As he prepared to exit office as Nigeria’s 15th Head of State, President Muhammadu Buhari had a major issue to resolve: the case of Nigeria’s former chief spymaster, Ayodele Oke, the former top gun of the country’s intelligence community.
Six years ago, Mr Oke became the bot of a controversy around the security lodging of $43 million, 27 thousand pounds, and N23 million, belonging to the National Intelligence Agency [NIA], at an Osborne Road apartment in Ikoyi, Lagos, leading to his removal as NIA chief and a prosecutorial process to determine his culpability in the case.
The case also led to a major interagency crisis, resulting, at some points, in operatives of the NIA and the Economic and Financial Crimes Commission, EFCC, prosecutors of the case, dramatically drawing guns at each other, and causing embarrassing diplomatic show offs at the Asokoro District of the Federal Capital Territory which houses the residence of the NIA Director General.

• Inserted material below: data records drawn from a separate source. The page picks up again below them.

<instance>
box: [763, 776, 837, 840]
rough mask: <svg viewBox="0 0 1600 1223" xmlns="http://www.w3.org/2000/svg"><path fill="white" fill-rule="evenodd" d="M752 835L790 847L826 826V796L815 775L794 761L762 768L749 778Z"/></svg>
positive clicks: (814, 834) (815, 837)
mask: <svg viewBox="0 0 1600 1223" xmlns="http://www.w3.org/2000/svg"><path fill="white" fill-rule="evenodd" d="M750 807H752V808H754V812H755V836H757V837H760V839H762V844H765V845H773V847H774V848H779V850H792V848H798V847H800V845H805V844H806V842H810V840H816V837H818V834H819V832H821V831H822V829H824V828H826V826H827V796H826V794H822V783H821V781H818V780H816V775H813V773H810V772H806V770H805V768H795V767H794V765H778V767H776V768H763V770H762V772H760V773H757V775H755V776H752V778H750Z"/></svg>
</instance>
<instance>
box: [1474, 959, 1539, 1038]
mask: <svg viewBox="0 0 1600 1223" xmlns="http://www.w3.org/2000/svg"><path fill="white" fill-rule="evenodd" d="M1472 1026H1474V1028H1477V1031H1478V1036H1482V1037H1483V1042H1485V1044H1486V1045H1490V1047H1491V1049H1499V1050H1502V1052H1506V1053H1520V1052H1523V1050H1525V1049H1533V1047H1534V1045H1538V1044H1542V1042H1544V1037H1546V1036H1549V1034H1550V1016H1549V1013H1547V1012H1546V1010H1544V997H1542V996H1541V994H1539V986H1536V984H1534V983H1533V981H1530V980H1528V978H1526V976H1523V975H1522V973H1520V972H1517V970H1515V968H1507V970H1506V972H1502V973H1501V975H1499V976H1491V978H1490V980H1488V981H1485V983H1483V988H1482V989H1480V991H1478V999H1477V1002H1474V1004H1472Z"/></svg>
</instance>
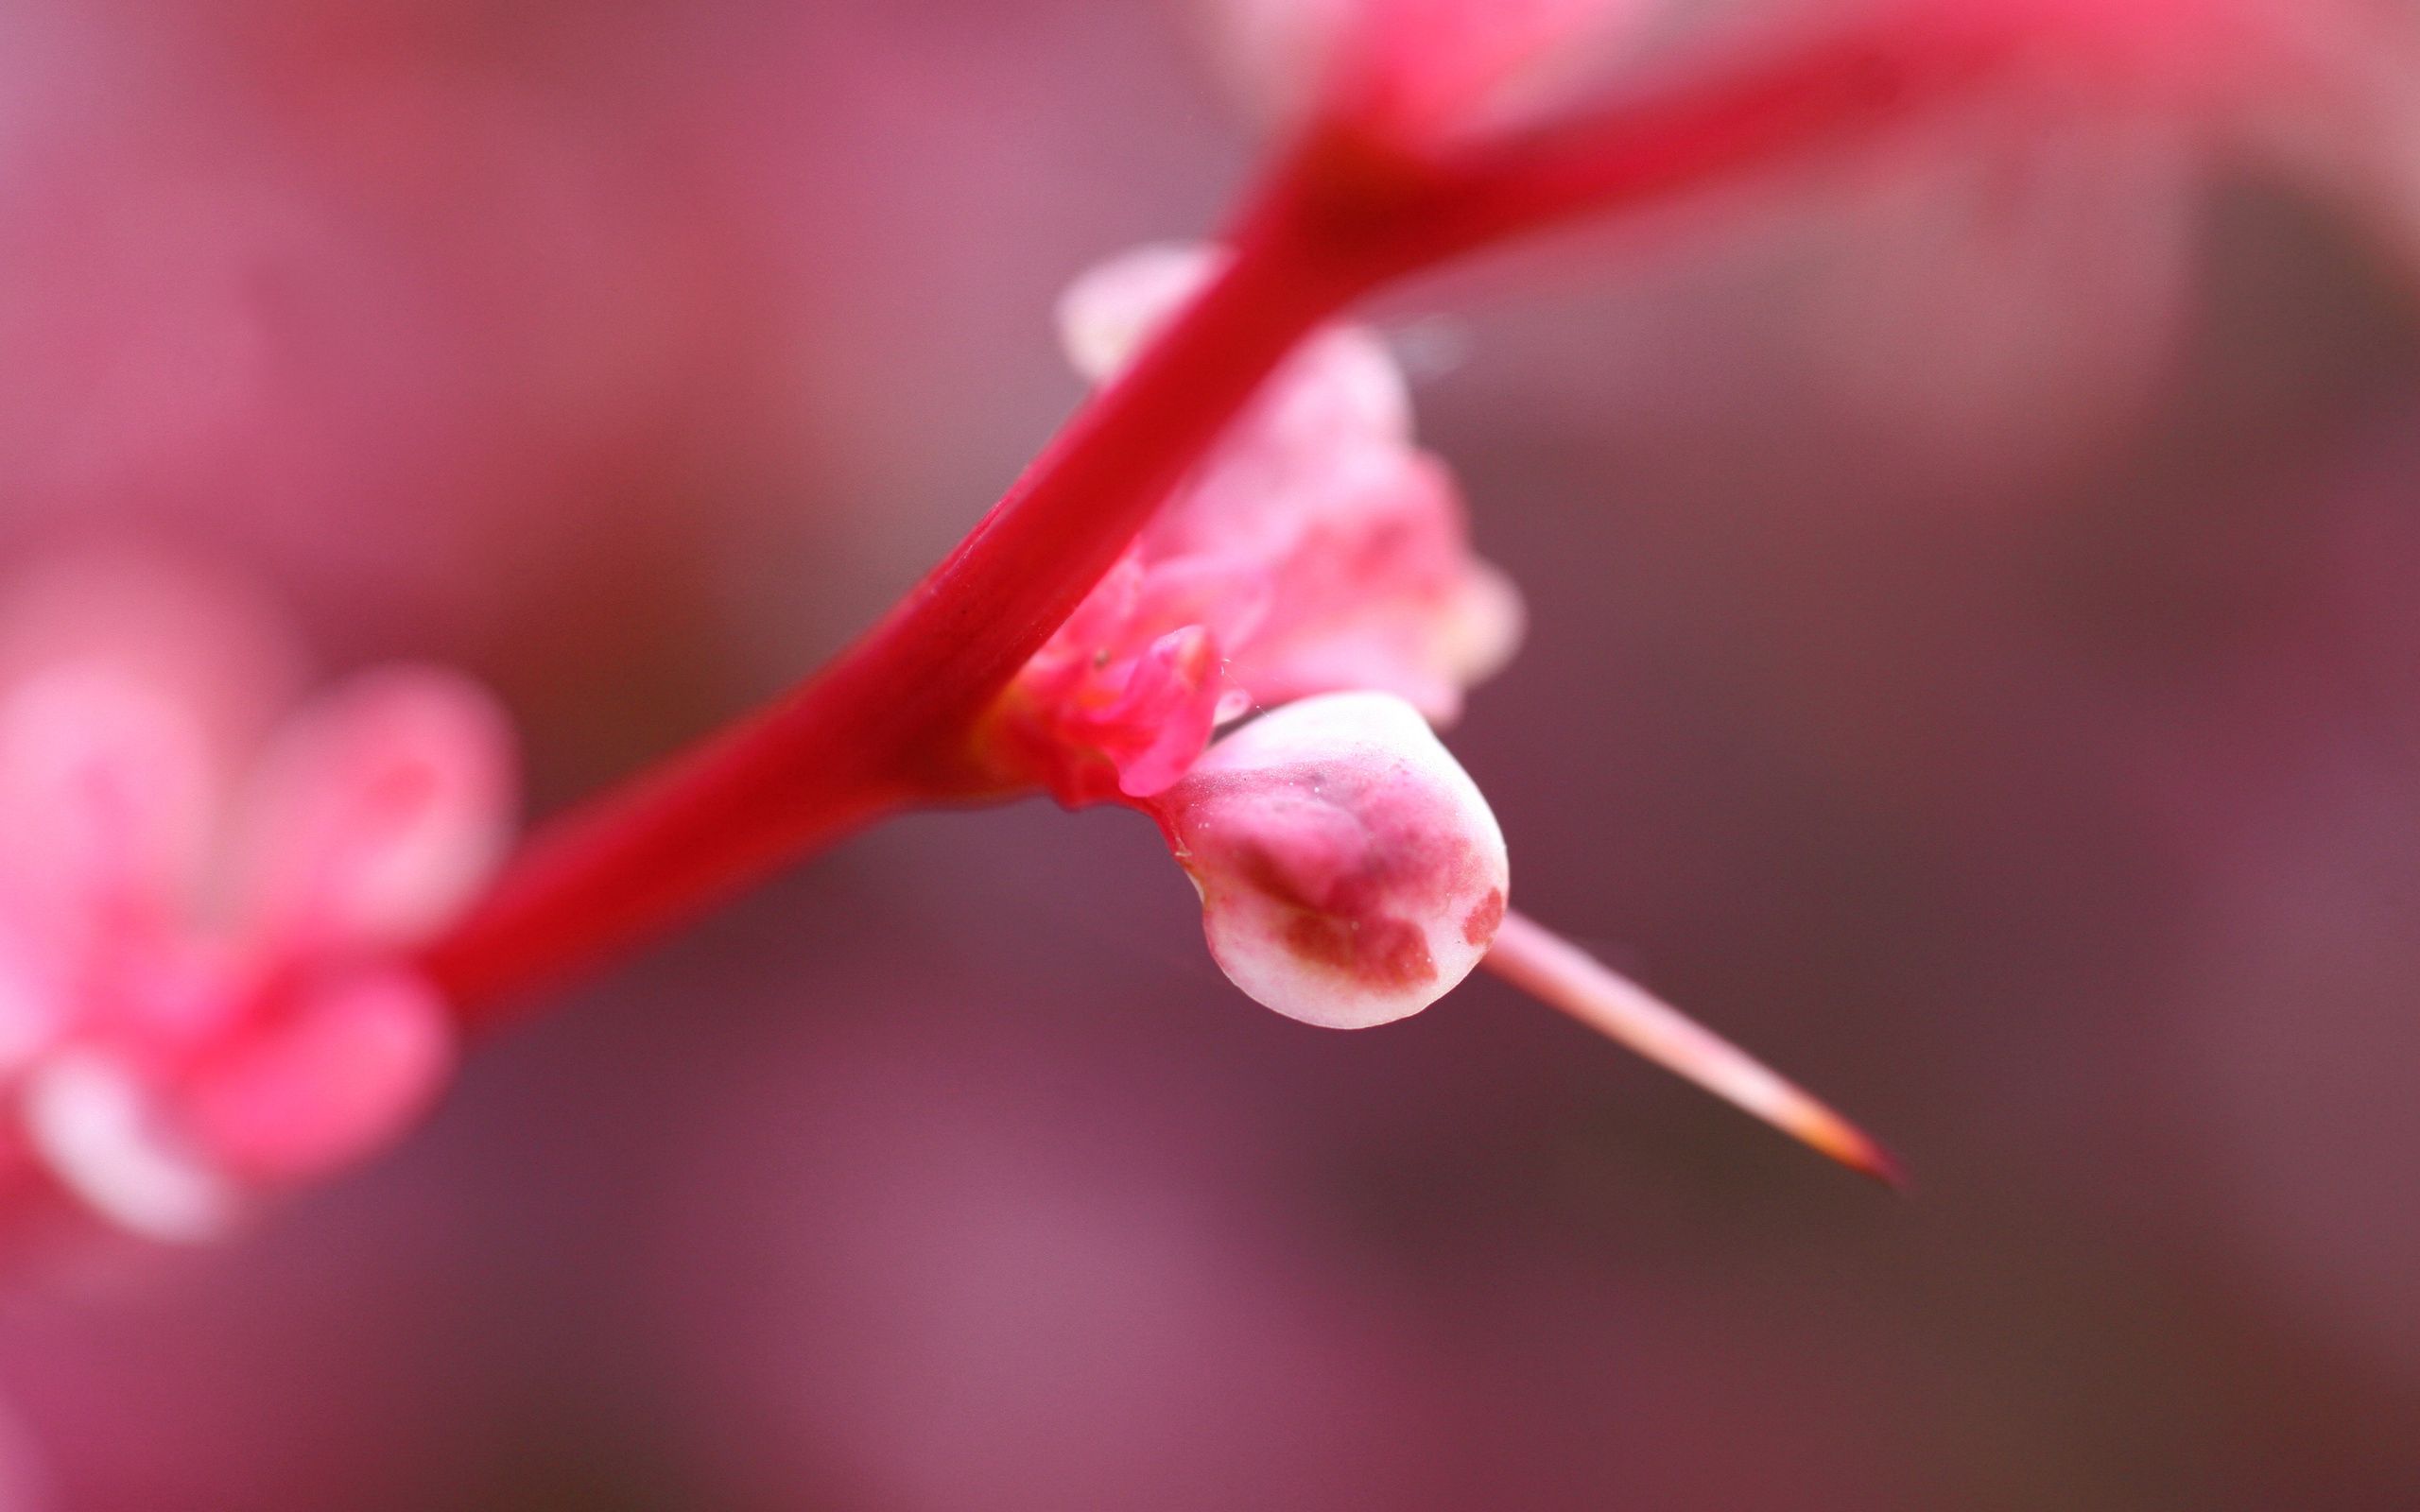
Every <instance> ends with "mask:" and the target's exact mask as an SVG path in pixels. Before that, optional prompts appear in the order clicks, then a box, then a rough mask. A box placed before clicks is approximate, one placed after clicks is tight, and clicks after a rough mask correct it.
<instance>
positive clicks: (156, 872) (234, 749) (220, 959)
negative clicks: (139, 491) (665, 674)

After half a decade of diligent investigations, however, early in March this year, the two agencies led by the current Director-General of the NIA, Ahmed Abubakar, and Abdul Rasheed Bawa, the former chairman of the Economic and Financial Crimes Commission (EFCC) reached to each other, resolving to terminate the case in the interest of national security, and because the money had been fully forfeited to the government.
Inside sources from both agencies confided in PREMIUM TIMES Sunday night in Abuja that “the agencies took their resolution to President Buhari who noted their position, thus paving the way for the termination of the case before the expiration of his administration.”